Africa Needs to Remove Obstacles to Trade, Says Amoako

18 May 2004
press release

Kampala — African countries must do more to maximize the benefits of trade for development, the Executive Secretary of the United Nations Economic Commission for Africa (ECA), K.Y. Amoako, said today.

Addressing a three-day meeting of the Committee of Experts of the Conference of Africa's Ministers of Finance, Planning and Economic Development in Kampala, Uganda, Amoako said that even though international action was vital to allow Africa to trade more successfully, 'domestic bottlenecks' at home must also be addressed.

Among the challenges were the need to strengthen trade capacity, find ways to replace lost income from lowered tariffs and identify new sources of finance for trade.

He also stressed the importance of regional integration for Africa, arguing that it would drive intra-African trade and stimulate export diversification.

Intra-African trade currently accounts for only 10 per cent of Africa's total trade.

In his opening address, Uganda's Finance Minister, Gerald Sendaula, agreed that Africa suffered from a poor enabling environment and lack of economic infrastructure, among other obstacles to change.

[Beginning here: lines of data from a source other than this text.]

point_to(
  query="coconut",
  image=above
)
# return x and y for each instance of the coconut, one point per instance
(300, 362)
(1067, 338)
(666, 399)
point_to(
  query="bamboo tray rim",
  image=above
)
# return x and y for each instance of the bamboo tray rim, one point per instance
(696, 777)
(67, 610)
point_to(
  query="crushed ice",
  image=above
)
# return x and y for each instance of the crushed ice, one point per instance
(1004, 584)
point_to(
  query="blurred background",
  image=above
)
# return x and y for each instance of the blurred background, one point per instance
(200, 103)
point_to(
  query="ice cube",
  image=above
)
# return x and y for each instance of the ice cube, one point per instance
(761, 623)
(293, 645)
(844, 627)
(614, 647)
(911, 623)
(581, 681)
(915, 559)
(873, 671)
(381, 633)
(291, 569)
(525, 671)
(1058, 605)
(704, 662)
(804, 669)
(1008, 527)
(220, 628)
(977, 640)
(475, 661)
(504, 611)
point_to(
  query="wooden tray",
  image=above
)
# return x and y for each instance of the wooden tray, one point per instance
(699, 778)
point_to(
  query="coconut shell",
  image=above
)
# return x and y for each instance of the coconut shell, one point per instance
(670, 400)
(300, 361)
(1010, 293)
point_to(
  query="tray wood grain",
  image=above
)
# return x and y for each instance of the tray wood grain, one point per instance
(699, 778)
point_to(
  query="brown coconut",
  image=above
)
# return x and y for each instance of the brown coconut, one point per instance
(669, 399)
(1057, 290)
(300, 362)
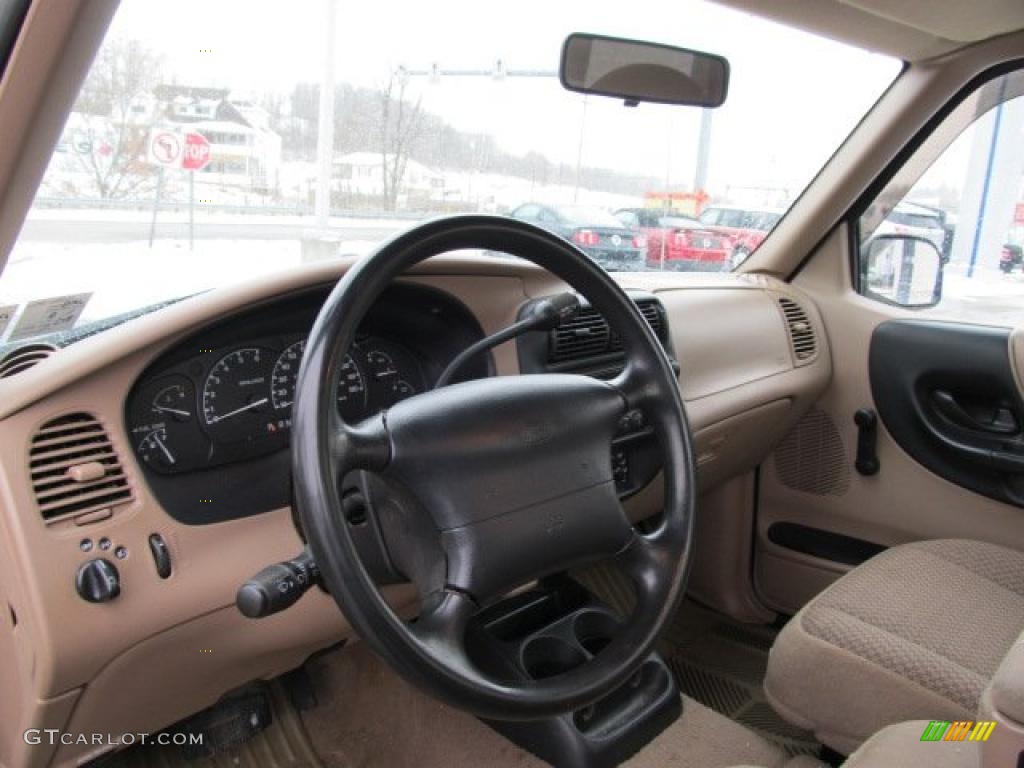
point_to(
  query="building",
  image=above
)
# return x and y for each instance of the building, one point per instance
(244, 152)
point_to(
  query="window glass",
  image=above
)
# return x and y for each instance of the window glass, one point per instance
(419, 118)
(961, 199)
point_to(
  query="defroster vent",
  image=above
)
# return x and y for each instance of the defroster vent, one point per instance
(805, 345)
(75, 468)
(25, 357)
(588, 334)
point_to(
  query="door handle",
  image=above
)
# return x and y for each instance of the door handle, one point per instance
(999, 420)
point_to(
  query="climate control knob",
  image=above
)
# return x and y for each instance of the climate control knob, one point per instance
(97, 581)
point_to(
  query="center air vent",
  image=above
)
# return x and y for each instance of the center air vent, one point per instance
(75, 468)
(25, 357)
(801, 332)
(588, 335)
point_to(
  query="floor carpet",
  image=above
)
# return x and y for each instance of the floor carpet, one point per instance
(721, 664)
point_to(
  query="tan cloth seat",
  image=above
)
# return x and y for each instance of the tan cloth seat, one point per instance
(914, 633)
(900, 747)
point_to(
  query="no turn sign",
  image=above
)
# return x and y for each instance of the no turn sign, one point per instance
(188, 151)
(165, 148)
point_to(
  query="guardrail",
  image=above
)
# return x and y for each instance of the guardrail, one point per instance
(182, 207)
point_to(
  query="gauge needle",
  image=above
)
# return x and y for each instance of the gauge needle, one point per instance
(170, 457)
(173, 411)
(242, 410)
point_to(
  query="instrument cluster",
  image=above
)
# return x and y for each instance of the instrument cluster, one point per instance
(229, 404)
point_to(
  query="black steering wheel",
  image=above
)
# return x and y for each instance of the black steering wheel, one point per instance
(505, 479)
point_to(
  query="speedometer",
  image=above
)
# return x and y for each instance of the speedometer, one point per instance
(237, 395)
(351, 388)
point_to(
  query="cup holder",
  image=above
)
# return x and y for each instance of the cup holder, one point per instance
(547, 656)
(594, 631)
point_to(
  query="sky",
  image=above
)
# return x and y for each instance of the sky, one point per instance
(794, 97)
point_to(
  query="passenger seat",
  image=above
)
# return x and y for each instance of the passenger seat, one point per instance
(915, 633)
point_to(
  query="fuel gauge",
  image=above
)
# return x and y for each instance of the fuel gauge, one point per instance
(153, 449)
(174, 402)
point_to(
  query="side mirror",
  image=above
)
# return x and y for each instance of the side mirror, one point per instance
(637, 71)
(902, 269)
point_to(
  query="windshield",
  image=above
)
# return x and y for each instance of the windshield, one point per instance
(215, 141)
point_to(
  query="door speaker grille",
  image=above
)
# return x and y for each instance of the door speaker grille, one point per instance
(811, 458)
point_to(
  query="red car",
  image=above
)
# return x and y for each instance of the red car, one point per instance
(678, 242)
(745, 226)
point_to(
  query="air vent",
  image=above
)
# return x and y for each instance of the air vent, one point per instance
(25, 357)
(588, 334)
(75, 468)
(801, 331)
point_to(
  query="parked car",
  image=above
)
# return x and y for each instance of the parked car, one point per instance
(922, 221)
(646, 219)
(747, 227)
(597, 232)
(1012, 256)
(679, 242)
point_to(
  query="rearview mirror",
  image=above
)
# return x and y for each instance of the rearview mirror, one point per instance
(636, 71)
(902, 269)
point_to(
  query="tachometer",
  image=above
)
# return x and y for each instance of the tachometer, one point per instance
(163, 424)
(351, 388)
(237, 395)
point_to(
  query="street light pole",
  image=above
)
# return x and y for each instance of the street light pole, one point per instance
(325, 133)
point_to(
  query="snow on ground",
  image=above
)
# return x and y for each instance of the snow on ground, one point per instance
(127, 275)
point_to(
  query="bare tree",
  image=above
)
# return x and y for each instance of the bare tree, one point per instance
(400, 124)
(111, 138)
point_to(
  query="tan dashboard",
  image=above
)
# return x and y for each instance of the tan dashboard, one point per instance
(753, 352)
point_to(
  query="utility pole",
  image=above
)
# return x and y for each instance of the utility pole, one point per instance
(325, 133)
(704, 151)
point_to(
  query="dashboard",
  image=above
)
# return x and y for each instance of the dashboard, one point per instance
(173, 377)
(222, 398)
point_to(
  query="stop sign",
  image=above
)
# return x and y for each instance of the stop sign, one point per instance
(196, 155)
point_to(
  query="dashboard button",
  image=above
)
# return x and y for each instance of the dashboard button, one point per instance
(97, 581)
(161, 555)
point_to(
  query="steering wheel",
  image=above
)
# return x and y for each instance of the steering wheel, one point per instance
(505, 480)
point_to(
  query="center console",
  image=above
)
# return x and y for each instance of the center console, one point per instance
(553, 629)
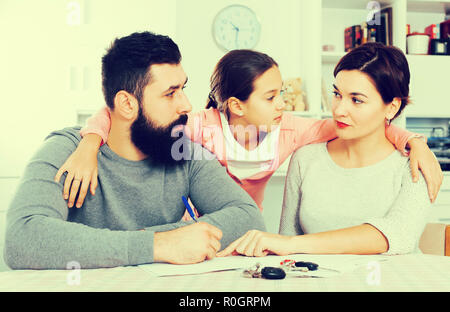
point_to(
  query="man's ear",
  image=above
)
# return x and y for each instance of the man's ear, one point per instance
(126, 105)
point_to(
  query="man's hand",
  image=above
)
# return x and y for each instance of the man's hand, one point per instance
(256, 243)
(186, 245)
(421, 157)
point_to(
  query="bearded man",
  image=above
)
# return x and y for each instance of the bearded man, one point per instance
(134, 216)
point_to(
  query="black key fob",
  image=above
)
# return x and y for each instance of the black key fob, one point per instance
(273, 273)
(310, 265)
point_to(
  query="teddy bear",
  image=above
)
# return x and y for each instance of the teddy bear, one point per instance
(293, 95)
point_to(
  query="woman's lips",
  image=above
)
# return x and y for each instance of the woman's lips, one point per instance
(341, 124)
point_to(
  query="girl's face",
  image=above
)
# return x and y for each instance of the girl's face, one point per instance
(265, 105)
(358, 108)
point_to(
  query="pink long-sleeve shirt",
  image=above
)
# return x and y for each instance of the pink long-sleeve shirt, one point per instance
(205, 128)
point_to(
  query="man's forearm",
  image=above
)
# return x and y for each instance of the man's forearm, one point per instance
(39, 242)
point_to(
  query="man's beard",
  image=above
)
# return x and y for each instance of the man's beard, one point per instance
(156, 142)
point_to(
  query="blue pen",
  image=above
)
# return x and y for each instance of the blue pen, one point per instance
(189, 208)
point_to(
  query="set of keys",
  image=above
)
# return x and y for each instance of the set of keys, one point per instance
(279, 272)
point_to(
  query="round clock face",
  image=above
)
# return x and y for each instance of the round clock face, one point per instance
(236, 27)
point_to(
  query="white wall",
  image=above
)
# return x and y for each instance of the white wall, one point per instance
(49, 67)
(279, 38)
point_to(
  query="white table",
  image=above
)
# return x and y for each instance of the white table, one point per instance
(416, 273)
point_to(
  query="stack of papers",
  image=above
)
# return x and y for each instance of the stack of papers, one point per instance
(329, 265)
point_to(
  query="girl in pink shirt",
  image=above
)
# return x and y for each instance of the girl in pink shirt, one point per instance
(245, 127)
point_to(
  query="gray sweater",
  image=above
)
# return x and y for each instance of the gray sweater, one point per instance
(43, 233)
(322, 196)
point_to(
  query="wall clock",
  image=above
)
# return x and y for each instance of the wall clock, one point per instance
(236, 27)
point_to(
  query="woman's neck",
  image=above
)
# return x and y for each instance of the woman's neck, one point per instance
(246, 135)
(360, 152)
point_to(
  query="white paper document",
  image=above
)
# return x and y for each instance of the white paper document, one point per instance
(329, 265)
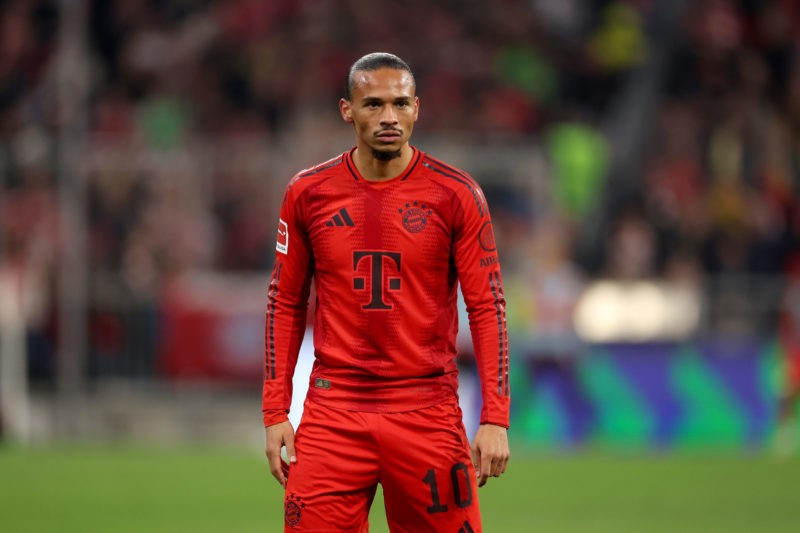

He said that having liberalized its external trade regime and introduced macroeconomic reforms and privatization, Uganda was now winning more foreign investment and managing to diversify into non-traditional exports.

However Amoako warned African governments not to liberalize trade 'blindly' because, in many cases, he said, 'openness has not translated into growth.' Instead he called for the adoption of dynamic trade policies going beyond protection and revenue maximization and driven by strategic development objectives.

On international trade negotiations, Amoako said there was now recognition that more effort and urgency were needed if 'the laudable objectives of the Doha Round' were to be achieved in the wake of the failure of the WTO talks in Cancun, Mexico, last year.

He said that the recent offer by the EU Trade and Agriculture Commissioners to eliminate EU export subsidies if the United States would do the same had added momentum to the trade negotiating process.

Minister Sendaula called on Africa to marshall all efforts to negotiate the removal of unfair international trade practices and build capacity in the area of trade negotiations in order to strengthen Africa's negotiating approach.